# War Among the Stars - Sci Fi Orchestral Music



## Casey Edwards (Aug 30, 2012)

I decided to revamp an old idea that never quite met its potential. I hope you can dig it.

[flash width=540 height=100 loop=false]http://player.soundcloud.com/player.swf?url=http%3A%2F%2Fapi.soundcloud.com%2Ftracks%2F58175328&secret_url=false&player_type=waveform&theme_color=000000&color=000000&comments_color=000000&color=000000[/flash]


----------



## Dracarys (Aug 30, 2012)

Very dynamic, enjoyed this a lot.

Can you break down libraries used for each orchestral section?

The legatos could use some work at 1:25, and brass sounds great, is that VSL?
Also are you using a limiter/compressor on your master? Levels sound pretty high, in a good way.


Thanks!


----------



## Ganvai (Aug 31, 2012)

Yeah, this track really brings me right back aboard the Enterprise or back to the Deathstar... can't decide where to go 

Good work.


----------



## Tanuj Tiku (Aug 31, 2012)

Good stuff Casey

Enjoyed listening to it! 


Tanuj.


----------



## Casey Edwards (Aug 31, 2012)

Casalena @ Thu Aug 30 said:


> Very dynamic, enjoyed this a lot.
> 
> Can you break down libraries used for each orchestral section?
> 
> ...



Westgate WW's
CineBrass Bundle
HB Gold
The Trumpet (for a few seconds)
TS1
Spitefire Percussion and Harp
Lass

If you have any specific inquiries about the brass let me know. HB GOLD + CB Bundle is a force to be reckoned with. I'm never without when it comes to brass.




Ganvai @ Fri Aug 31 said:


> Yeah, this track really brings me right back aboard the Enterprise or back to the Deathstar... can't decide where to go
> Good work.



Thanks man! Star Wars and Star Trek are obviously huge inspirations on this track.

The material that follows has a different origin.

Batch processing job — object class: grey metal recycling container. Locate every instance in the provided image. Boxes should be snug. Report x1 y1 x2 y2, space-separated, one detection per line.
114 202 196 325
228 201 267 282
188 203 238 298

vibrato @ Fri Aug 31 said:


> Good stuff Casey
> Enjoyed listening to it!
> Tanuj.



Thanks, Tanuj!


----------



## AlexanderKostov (Sep 1, 2012)

Really great work man! I enjoyed it alot! Keep up the great work !


----------



## TGV (Sep 1, 2012)

Nice! Lots of drama, great sounding eruptions, and very StarWarsy.


----------



## Lex (Sep 1, 2012)

I liked the part from 0:50 to 2:00 the most.

cheers

alex


----------



## TGV (Sep 1, 2012)

Just a dumb question: are the basses in the "Rite" passage (say around 0:35) a bit boomy? On my headphones they sound fine, but on my monitors the jump out. Do I have to tame them a bit?


----------



## Casey Edwards (Sep 1, 2012)

Thanks for listening guys! :D 

TGV - They sound fine to me on my monitors (I don't ever use headphones when writing or mixing), but that doesn't mean it's a good mix or that there aren't any problems. I can say that I put a High Pass filter on every bus, and usually try to be very conscious of how muddy the lows get. Let me know if you guys hear anything terrible mix-wise. Thanks again.


----------



## Casey Edwards (Sep 4, 2012)

I'm going to give this a self-bump just in case anyone has some more suggestions.


----------



## ryanstrong (Sep 4, 2012)

Beautiful piece! Love it. Comment... right around the 1:33 for some reason, to me, the strings really start to sound synthetic to me. Which surprises me because you mention you use LASS and I almost never think LASS sounds bad, but perhaps because it's a full high section moving quickly? Perhaps something to look at? Am I hearing things wrong?


----------



## zacnelson (Sep 5, 2012)

I think the impact at around 1:30 - 1:50 is very stirring, however I also agree with Rystro that the strings sound bad there. I was also very stirred at 2:20, that was magnificent. My favourite parts are the John Williams brass and woodwind sections nearer the start, it made me nostalgic for the good old days of the 80s adventure soundtracks!


----------



## Casey Edwards (Sep 5, 2012)

Thanks for the critique guys. I'll have to take a look at that string part. The programming seems to be bothering everyone. Leave it to me to make LASS sound bad! haha


----------



## Martin K (Sep 5, 2012)

Great track! Enjoyed it a lot 

Martin


----------



## Casey Edwards (Sep 6, 2012)

Thanks, Martin. I'm glad!


----------



## germancomponist (Sep 6, 2012)

Nice!


----------



## Casey Edwards (Sep 6, 2012)

germancomponist @ Thu Sep 06 said:


> Nice!



Thank you sir. o-[][]-o


----------